Monday, December 29, 2008
The terror in the night
That's got to be one of the most complex feelings that a human being can have. Do you doubt me? Perhaps you think fear is only fear and that's just that. Either you're afraid, or you're not.
Yeah? What of horror films? Scary books? Haunted houses? Halloween?
People love to be afraid. It's one of our favorite feelings. We watch terrifying movies about death, murder, and monsters (oh my!). What are the first five books that come to mind when I say the word "classics"?
Personally, I think of 'A Tale of Two Cities' by Charles Dickens, 'Frankenstine' by Mary Shelly, 'Pride and Prejudice' by Jane Austen, 'Grapes of Wrath' by John Steinbeck, and 'Dracula' by Bram Stoker.
Two of those "classics" are horror stories about monsters and evil and villagers with torches and pitchforks.

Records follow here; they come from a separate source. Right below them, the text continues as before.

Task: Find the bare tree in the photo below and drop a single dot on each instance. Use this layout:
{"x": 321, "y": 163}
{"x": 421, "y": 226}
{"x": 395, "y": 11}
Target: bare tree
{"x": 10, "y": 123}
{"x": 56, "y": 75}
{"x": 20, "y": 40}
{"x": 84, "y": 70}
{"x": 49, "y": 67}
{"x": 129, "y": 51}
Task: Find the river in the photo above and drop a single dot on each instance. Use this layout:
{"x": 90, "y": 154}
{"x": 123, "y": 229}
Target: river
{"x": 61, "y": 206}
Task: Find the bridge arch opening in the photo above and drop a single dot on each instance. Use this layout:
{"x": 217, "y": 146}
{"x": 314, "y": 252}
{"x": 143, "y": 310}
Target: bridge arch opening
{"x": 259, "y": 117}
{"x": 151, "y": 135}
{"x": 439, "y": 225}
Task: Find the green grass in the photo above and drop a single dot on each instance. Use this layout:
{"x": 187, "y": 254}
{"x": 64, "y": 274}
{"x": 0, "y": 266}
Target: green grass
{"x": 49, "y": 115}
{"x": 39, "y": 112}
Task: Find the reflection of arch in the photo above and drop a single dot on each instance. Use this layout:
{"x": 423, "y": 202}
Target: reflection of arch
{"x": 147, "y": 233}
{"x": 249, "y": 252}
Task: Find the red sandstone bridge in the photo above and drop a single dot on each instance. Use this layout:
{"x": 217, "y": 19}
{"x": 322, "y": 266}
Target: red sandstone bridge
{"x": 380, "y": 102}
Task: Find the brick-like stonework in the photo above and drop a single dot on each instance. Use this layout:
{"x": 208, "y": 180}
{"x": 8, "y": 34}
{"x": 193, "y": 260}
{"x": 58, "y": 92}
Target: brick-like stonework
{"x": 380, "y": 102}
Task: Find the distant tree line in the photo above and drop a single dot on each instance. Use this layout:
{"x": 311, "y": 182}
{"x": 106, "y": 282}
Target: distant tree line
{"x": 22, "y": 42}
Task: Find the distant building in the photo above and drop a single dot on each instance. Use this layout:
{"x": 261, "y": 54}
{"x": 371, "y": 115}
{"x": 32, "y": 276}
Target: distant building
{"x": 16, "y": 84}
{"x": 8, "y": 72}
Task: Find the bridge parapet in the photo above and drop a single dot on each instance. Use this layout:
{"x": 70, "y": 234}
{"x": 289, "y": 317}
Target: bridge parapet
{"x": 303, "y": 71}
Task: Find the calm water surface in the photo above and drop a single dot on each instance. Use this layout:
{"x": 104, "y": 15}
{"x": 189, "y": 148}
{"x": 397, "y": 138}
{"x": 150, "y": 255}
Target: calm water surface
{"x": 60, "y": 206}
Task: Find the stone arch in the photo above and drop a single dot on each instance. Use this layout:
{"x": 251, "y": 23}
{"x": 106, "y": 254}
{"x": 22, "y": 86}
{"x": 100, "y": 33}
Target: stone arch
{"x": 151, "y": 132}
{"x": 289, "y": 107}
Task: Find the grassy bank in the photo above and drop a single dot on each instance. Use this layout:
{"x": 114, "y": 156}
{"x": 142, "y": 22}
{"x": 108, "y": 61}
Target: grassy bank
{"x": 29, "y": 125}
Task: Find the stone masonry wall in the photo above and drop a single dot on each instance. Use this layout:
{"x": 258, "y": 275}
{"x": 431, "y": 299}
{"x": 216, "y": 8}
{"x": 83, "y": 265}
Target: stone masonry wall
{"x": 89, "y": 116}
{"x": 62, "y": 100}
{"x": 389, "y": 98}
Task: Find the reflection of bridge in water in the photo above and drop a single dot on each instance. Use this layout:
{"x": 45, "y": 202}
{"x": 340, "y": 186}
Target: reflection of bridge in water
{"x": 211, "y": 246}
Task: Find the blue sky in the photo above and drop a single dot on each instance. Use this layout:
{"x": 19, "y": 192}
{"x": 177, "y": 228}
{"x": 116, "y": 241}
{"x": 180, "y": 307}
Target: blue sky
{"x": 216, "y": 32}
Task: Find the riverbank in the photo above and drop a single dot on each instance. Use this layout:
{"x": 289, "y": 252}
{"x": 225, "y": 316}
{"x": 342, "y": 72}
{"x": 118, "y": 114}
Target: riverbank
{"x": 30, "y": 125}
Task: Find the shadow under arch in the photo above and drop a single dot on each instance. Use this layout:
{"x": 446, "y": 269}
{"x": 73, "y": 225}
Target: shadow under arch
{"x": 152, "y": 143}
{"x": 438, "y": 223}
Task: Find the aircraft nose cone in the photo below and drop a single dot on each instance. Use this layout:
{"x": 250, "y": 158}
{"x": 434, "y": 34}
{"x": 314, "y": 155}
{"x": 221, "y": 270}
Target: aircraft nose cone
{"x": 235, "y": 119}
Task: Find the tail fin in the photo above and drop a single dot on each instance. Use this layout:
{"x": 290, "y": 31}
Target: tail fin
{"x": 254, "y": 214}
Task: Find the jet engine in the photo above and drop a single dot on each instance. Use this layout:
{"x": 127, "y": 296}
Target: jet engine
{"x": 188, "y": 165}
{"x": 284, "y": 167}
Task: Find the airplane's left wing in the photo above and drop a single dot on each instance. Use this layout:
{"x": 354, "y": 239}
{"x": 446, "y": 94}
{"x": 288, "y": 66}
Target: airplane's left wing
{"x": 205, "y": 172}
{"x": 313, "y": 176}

Maybe people enjoy fear because of the adrenaline rush. Or maybe it's just the nastier side of our curious nature. You don't get to see blood and gore every day. Why do you think people slow down when there's an accident on the side of the road? They want to see something horrifying. Why they want that may even be a mystery unto themselves.
But oh how they want to see it.
Back to the adrenaline theory. Fear feels good, after the fact. Some people simply delight in dread. They watch a scary movie or read a terrifying thriller to get their blood pumping, to excite them, to feel alive.
Fear is just fascinating. One of my favorite paintings is "Gothic Nightmares". I once read an article that mentioned that painting. It talked about how well the painting demonstrated night terrors, those dreams where you feel like you're awake and there's something horrible in the room with you, but you can't even move. You're petrified and immobilized.
But it's famous. We don't shun it because it scares us. In fact we embrace it. Perhaps it makes us feel brave. Really, there isn't any courage without fear. Who needs to be brave if they are not afraid to begin with? Bravery is all about confronting fear.
That's it. We terrify ourselves because it teaches us about ourselves. We frighten ourselves to prove our own courage. If I could never fear, I could never know if I am a hero, or nothing more than a coward.